OCR-D / core

Collection of OCR-related python tools and wrappers from @OCR-D
https://ocr-d.de/core/
Apache License 2.0
120 stars 32 forks source link

ocrd workspace rename-group: update file refs in ALTO, too #913

Open bertsky opened 2 years ago

bertsky commented 2 years ago

The current implementation of Workspace.rename_file_group is smart by going after the affected image file references within PAGE files as well:

https://github.com/OCR-D/core/blob/71d295ac1fccbeb4164e230bd584e1920b9ab3c8/ocrd/ocrd/workspace.py#L324-L342

It would be even better if ALTO files (i.e. /alto/Description/sourceImageInformation/fileName) were updated in a similar fashion.

bertsky commented 2 years ago

Also, I think it would be useful to add an option for not moving any local files around at all, including ID changes. (In that case, no references need to be updated. And it is much faster.)

Another option would be to offer just making the new group an alias of the old one (as implemented via XSLT 1.0 in workflow-configuration).

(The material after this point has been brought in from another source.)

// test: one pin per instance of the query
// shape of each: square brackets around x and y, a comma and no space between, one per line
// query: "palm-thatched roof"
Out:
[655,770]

bertsky commented 11 months ago

Another option would be to offer just making the new group an alias of the old one (as implemented via XSLT 1.0 in workflow-configuration).

@kba should we make that a separate issue? (Use-cases are aliasing input fileGrp to OCR-D-IMG for our common workflows, or aliasing output fileGrp FULLTEXT to ALTO for myCore.)

bertsky commented 11 months ago

Another option would be to offer just making the new group an alias of the old one (as implemented via XSLT 1.0 in workflow-configuration).

Ouch, just noticed that mets-alias-filegrp.xsl is fundamentally broken, for it is not allowed to reuse the same XML IDs – I would have to rename them in the new fileGrp (and re-reference them in the physical structmap). Since this kind of thing cannot easily be done in XSL (v1.0 anyway), let's please provide that via Python.